A publicly-funded pharmaceutical industry would also help in the fight against antibiotic resistance. As more antibiotics are used and over-used, microbes develop resistance to their effects. According to public health officials, ten million people could die a year due to antibiotic resistance by 2050. Private corporations have a little profit incentive to spend billions on the development of new antibiotics, as they are often only used by small groups of people for limited amounts of time. This is why the industry has largely abandoned the search for new antibiotics for thirty years.
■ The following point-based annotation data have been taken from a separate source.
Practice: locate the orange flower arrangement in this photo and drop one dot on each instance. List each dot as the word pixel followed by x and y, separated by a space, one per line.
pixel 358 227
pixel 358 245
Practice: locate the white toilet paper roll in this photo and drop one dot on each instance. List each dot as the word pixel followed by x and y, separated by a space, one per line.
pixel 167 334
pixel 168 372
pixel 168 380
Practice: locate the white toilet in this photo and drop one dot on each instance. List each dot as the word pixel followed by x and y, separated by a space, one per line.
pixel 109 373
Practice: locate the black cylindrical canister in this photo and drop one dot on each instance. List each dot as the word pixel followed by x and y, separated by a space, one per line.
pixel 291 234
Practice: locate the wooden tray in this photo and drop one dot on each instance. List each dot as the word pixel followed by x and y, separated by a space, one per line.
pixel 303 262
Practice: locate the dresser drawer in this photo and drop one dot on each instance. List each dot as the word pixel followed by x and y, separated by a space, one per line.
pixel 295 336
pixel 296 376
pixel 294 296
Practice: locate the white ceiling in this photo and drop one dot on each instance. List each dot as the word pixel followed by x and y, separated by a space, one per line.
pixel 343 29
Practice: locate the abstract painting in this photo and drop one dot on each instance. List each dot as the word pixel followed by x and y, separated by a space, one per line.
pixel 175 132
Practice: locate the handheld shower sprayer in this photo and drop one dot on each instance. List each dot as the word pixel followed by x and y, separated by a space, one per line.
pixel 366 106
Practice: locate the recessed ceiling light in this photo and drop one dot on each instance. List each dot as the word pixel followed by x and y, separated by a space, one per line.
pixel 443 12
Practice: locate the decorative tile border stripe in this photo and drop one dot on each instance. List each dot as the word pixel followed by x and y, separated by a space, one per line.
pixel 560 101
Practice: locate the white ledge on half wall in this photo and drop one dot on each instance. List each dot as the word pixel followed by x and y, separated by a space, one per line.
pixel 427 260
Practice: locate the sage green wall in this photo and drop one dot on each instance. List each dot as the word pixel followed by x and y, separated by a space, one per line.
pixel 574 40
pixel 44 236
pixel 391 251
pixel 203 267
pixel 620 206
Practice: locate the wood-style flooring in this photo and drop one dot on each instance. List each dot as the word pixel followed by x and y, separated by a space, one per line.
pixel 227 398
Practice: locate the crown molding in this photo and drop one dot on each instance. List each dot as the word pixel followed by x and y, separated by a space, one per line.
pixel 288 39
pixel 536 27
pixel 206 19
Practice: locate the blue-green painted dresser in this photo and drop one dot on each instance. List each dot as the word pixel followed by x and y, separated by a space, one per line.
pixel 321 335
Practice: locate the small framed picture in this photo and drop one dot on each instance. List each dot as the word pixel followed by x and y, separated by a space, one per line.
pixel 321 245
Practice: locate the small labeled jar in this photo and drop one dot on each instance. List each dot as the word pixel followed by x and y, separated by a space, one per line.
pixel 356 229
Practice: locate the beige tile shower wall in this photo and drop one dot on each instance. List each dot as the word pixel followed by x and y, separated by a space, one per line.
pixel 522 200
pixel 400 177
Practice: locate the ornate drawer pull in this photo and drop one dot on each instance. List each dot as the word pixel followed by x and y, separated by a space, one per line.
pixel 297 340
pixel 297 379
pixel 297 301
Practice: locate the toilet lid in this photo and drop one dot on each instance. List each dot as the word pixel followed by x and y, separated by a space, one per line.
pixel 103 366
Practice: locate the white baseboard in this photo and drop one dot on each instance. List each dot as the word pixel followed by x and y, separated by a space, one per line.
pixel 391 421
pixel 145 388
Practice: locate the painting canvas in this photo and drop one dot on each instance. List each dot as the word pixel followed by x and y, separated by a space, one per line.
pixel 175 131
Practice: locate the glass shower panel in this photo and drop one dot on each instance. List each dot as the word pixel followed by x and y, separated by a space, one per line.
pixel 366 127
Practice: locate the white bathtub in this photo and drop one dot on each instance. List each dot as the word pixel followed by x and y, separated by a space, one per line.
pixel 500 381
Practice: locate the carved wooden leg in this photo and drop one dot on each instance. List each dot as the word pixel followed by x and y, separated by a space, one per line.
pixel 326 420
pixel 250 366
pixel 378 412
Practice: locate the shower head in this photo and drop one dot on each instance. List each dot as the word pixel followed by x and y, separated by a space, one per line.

Just because a medicine doesn’t provide shareholders with their requested profits doesn’t mean that it isn’t desperately needed, and the government must step into such a situation to fund the discovery of new antibiotics and save millions of lives. This situation is indicative of a wider problem in the private pharmaceutical industry, as such an essential service should not be provided by firms driven by profit.


America desperately needs an increased government role in its pharmaceutical industry. While many harms may be reduced by a price cap on medicine, or by creating a publicly-owned firm, the best option may be the full-on nationalization of the industry. While nationalization is not the best option for many industries, one so connected to the health and wellbeing of our nation requires that the public control its actions.